A 3ª parte, Da Relação com o Biógrafo. O Desafio da Posteridade, descreve-nos
a relação truculenta e agridoce, vulcânica e efetivamente humana de Mário Cláudio com
Tiago Veiga. Na verdade, o romancista e o poeta mantiveram uma relação que em nada
aparentava a de discípulo-mestre, como Caeiro foi para os heterónimos e para o próprio
Pessoa. É neste momento do roteiro que Veiga pede a Cláudio para que este escreva a
sua biografia, obtendo deste último um redondo, itálico e negrito não. Foi no cemitério
de Reirigo, lugar onde se encontra sepultado aquele que se suicidou aos 88 anos, que
decorreu o último momento do roteiro literário.

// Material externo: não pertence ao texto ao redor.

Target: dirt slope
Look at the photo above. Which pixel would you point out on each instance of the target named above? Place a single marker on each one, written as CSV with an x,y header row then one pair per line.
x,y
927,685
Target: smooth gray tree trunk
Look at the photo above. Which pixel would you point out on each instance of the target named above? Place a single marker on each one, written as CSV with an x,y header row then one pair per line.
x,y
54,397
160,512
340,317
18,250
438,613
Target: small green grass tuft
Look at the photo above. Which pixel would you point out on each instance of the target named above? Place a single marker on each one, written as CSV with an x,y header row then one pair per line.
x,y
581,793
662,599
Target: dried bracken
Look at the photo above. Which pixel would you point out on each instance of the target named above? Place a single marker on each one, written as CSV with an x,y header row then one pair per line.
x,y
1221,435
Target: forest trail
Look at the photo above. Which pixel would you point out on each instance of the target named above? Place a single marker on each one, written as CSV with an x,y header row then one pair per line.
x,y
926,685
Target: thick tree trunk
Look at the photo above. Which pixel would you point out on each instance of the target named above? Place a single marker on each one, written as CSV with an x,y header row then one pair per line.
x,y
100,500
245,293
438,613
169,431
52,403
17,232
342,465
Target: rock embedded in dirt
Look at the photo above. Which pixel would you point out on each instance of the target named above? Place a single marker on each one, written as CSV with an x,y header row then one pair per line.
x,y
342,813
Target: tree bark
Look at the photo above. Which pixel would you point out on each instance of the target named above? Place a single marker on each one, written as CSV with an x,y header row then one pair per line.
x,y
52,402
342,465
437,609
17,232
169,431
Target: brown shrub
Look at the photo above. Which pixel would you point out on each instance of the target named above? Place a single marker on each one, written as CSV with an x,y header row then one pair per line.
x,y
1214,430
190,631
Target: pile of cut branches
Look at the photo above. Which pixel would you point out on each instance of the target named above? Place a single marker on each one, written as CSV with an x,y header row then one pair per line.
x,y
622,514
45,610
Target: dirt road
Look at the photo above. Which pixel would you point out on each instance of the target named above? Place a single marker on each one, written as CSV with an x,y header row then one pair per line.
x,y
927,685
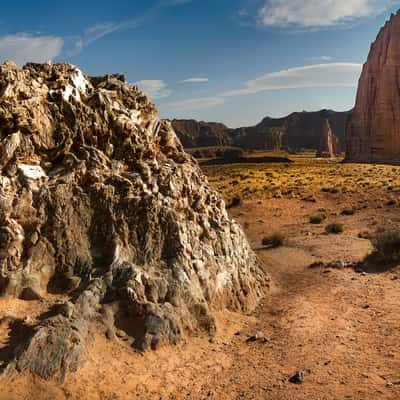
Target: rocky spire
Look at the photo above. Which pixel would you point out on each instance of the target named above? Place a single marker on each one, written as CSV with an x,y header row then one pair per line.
x,y
329,143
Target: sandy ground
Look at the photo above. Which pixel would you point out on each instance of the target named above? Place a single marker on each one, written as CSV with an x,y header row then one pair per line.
x,y
339,326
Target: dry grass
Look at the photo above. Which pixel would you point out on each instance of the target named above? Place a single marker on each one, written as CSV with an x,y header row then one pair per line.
x,y
307,178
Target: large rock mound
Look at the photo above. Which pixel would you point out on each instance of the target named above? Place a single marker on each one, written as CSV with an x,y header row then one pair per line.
x,y
100,204
373,130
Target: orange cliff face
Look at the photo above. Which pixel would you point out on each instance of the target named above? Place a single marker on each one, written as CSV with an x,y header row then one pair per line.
x,y
373,130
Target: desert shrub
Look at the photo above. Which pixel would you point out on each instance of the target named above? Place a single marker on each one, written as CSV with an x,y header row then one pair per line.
x,y
387,242
335,228
317,218
273,240
347,211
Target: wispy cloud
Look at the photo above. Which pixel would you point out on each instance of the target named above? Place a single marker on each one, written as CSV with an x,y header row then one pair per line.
x,y
104,28
155,89
195,104
194,80
319,75
22,48
318,13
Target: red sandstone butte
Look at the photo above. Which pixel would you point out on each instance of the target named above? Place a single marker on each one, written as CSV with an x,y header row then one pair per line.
x,y
373,130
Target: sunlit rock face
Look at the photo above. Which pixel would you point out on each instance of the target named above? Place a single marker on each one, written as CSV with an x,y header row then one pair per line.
x,y
329,143
100,205
373,130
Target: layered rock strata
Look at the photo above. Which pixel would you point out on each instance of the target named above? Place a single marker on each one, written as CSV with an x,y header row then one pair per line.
x,y
373,130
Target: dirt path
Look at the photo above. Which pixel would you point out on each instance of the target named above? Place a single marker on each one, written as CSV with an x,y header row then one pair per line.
x,y
339,326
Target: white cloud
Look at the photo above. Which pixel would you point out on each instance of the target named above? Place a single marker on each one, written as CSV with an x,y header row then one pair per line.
x,y
199,103
22,48
319,75
155,89
194,80
318,13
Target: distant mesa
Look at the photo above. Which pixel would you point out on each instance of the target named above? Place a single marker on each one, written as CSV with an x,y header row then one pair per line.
x,y
295,132
373,131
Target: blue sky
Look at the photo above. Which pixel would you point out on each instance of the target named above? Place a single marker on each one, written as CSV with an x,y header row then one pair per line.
x,y
234,61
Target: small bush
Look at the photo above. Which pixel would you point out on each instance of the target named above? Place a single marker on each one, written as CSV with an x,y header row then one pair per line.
x,y
274,240
347,211
335,228
317,218
391,202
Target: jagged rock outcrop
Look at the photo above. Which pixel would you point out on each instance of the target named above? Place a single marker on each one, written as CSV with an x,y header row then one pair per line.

Por fim, houve confraternização entre os presentes no alto do Monte de São
Silvestre, onde se comeu a broa de milho confecionada minutos antes do roteiro e
também se bebeu daquele abençoado verde branco que cai da infusa como grossas gotas
de orvalho que dão vida e força.

Com a realização deste roteiro literário, em que estiveram reunidas mais de 60
pessoas de geografias diversas (académicos, turistas, curiosos, leitores, admiradores,
locais, entidades públicas e políticas), concretizou-se o ideal humano da cultura
acessível a todos, através das várias experiências sensoriais e intelectuais.

Se, por um lado, a matéria-prima do roteiro residia na obra literária, por outro
lado, não é menos verdade afirmar que o propósito último de todo este encontro foi a
celebração do Belo através das suas diversas manifestações.

No fundo e no fim, as pessoas terminaram o roteiro com vontade de (re)lerem a
obra Tiago Veiga. Uma Biografia, visto os inúmeros segredos e acontecimentos que
habitam nas mais de 700 páginas que compõem o livro. Esta vontade de ler ou de
revisitar essas páginas revela, portanto, três pontos essenciais: primeiramente, a
vitalidade da Literatura e do seu alcance e representatividade; em segundo lugar, a
qualidade da dinamização levada a cabo pelo Stay to Talk – Instituto de Imersão
Cultural; em último lugar, mas não menos importante, o mistério que gira em torno da
real existência, ou não, de Tiago Veiga.

É a partir de iniciativas desta natureza que podemos associar várias áreas do saber
e da experiência em prol da comunidade, do conhecimento e da cultura. Porque o Belo
também nos une. O Belo também nos salva.